To over-explain the plot would do it a disservice, but the characters should suggest something of its intricacy. As the family patriarch, Paddy Considine is a commanding presence, a grizzled font of love, discipline and a troubled longing – the source of which eventually becomes clear. Genevieve O’Reilly, as his wife Mary, is otherworldly as a living icon, shifting delicately between maternal benevolence and undisclosed sorrow. John Hodgkinson’s eccentric English neighbour Tom Kettle brings a gentle giant of a character that outdoes even Of Mice And Men’s Lenny. His bumbling attempts at wooing are liable to make an eggshell of your heart, and he provides a seat-squirming moment in which he offers an IRA bossman a Royal Gala apple, oblivious to the red rag of his monarchical affections (“I sent off for the seeds. In 1953, to celebrate the Queen’s Coronation.”)
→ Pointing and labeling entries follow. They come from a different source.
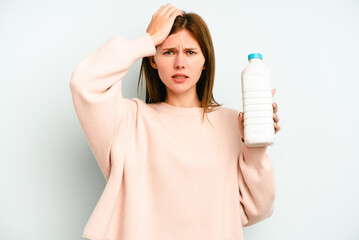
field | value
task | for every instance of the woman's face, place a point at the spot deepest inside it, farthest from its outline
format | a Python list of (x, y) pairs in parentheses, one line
[(179, 61)]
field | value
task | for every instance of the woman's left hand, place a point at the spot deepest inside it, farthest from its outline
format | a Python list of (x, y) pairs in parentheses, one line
[(275, 118)]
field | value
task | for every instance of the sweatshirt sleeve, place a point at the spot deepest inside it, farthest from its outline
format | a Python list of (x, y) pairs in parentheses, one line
[(256, 184), (96, 89)]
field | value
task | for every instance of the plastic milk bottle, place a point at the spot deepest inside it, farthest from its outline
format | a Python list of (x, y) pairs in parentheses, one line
[(257, 103)]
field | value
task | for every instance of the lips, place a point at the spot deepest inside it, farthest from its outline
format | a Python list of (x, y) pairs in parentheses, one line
[(178, 75), (179, 78)]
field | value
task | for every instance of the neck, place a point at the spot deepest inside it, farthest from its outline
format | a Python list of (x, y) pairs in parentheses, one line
[(183, 100)]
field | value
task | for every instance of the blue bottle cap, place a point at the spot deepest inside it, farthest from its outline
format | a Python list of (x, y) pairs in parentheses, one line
[(255, 55)]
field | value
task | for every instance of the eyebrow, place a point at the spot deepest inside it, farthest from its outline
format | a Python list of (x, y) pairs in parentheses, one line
[(190, 49)]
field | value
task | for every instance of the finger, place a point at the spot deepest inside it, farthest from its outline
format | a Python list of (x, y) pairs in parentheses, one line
[(168, 10), (275, 118), (275, 107), (240, 116), (176, 13), (276, 128), (159, 10)]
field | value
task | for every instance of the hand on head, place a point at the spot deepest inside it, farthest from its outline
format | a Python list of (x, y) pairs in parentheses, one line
[(162, 22)]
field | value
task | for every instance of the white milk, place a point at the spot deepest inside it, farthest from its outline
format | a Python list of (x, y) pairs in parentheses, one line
[(257, 103)]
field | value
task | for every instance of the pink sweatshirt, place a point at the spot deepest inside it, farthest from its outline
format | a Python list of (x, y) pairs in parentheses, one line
[(169, 175)]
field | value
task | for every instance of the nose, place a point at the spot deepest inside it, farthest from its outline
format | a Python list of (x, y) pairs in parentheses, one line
[(179, 61)]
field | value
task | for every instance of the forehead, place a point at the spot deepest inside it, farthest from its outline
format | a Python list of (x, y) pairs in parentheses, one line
[(182, 38)]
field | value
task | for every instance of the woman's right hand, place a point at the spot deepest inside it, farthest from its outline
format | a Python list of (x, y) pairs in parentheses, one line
[(162, 22)]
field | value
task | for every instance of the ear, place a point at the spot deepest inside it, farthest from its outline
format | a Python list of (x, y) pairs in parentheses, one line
[(152, 62)]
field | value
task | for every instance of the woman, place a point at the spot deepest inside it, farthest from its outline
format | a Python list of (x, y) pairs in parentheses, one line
[(170, 174)]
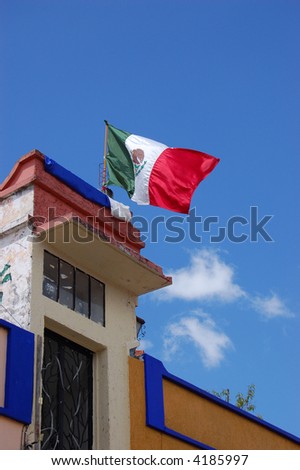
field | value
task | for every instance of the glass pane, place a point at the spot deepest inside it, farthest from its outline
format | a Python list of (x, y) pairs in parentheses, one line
[(97, 301), (50, 280), (82, 293), (66, 284)]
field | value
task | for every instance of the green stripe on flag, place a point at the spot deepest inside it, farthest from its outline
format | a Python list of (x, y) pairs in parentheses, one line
[(119, 163), (6, 278)]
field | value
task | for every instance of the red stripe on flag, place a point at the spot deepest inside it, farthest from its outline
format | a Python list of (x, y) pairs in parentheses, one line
[(175, 176)]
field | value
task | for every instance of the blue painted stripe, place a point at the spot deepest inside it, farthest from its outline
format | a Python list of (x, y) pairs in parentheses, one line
[(19, 374), (155, 372), (74, 182)]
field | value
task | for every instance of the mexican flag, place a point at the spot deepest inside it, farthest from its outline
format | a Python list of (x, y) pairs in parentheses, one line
[(153, 173)]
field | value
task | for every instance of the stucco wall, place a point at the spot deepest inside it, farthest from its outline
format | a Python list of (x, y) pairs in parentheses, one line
[(16, 250), (198, 418)]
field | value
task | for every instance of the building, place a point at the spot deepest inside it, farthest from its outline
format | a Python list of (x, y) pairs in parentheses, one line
[(71, 274)]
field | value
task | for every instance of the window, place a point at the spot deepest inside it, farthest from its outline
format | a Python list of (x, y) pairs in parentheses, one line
[(67, 410), (73, 288)]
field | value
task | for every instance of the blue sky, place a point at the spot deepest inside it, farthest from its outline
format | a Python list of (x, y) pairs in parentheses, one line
[(220, 76)]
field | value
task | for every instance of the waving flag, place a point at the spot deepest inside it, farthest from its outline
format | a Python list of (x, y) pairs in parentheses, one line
[(153, 173)]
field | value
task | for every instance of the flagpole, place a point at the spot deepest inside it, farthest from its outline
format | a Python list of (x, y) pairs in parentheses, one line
[(104, 189)]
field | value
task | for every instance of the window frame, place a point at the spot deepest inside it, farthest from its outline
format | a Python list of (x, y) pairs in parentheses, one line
[(58, 287)]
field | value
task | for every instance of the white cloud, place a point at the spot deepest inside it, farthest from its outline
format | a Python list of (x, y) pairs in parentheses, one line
[(271, 306), (201, 331), (206, 277)]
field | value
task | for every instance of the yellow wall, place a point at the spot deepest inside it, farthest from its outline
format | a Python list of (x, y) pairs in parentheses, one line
[(197, 418)]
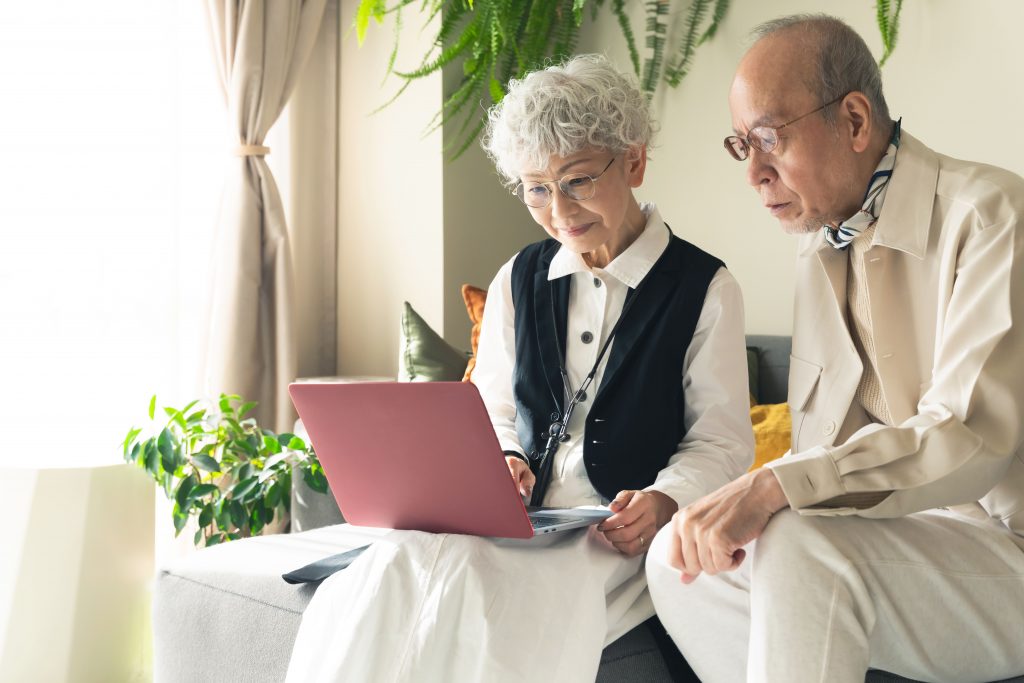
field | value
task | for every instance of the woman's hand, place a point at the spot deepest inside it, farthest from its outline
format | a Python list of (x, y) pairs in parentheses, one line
[(638, 515), (523, 478)]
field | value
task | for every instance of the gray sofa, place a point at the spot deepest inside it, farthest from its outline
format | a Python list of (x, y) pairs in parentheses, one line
[(223, 613)]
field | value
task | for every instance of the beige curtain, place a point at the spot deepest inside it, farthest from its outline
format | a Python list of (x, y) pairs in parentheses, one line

The fantastically-named Aunt Maggie Faraway, played by the entrancing Bríd Brennan, is Quinn’s wheelchair-bound elderly relative, suffering from dementia. On the rare occasions she returns to lucidity she regales the children with news of her ‘trips’ – of the only man she ever loved, she sweetly says: “I swear to Christ I would have ridden that boy from here to Connemara. And back.” There’s no muffling of youngsters’ ears here. Not that Aunt Maggie is mere comic relief – she’s also the Cassandra of the piece, stricken by visions of vengeful banshees, adding that Butterworth magic to this otherwise period piece. It is an exceptional, extravagantly good cast, and if word-counts allowed every one could be singled out here. Yet it must be said that Laura Donnelly’s Caitlin, a young widow and spanner in Quinn’s proverbial works, is a vivacious world in herself – earthily sensual at play, dangerously volatile in grief – Donnelly gives a sensational performance. Go on then, one final mention: you probably won’t have seen child actors this good outside of the West End musicals (better yet, they’re delectably foul-mouthed – when seven-year old Honor’s fortune is told, her response is: “Nine kids. Fuck me blue.”)
Never mind Connect-4: The Ferryman unfolds as grippingly as a grandmaster chess championship. Red herrings are dangled, dead-ends smashed through, and though the resolution doesn’t leave us with anything so simple as a happy ending, it satisfies enormously. Butterworth is credited with saying of Jerusalem’s Rooster Byron: “It’s funny, once you tap into a voice, words just start to flow. You know when you’ve hit a spirit.” If his characters are spirits, then this play is a possession. Be warned: it’ll stay with you long after the lights come up.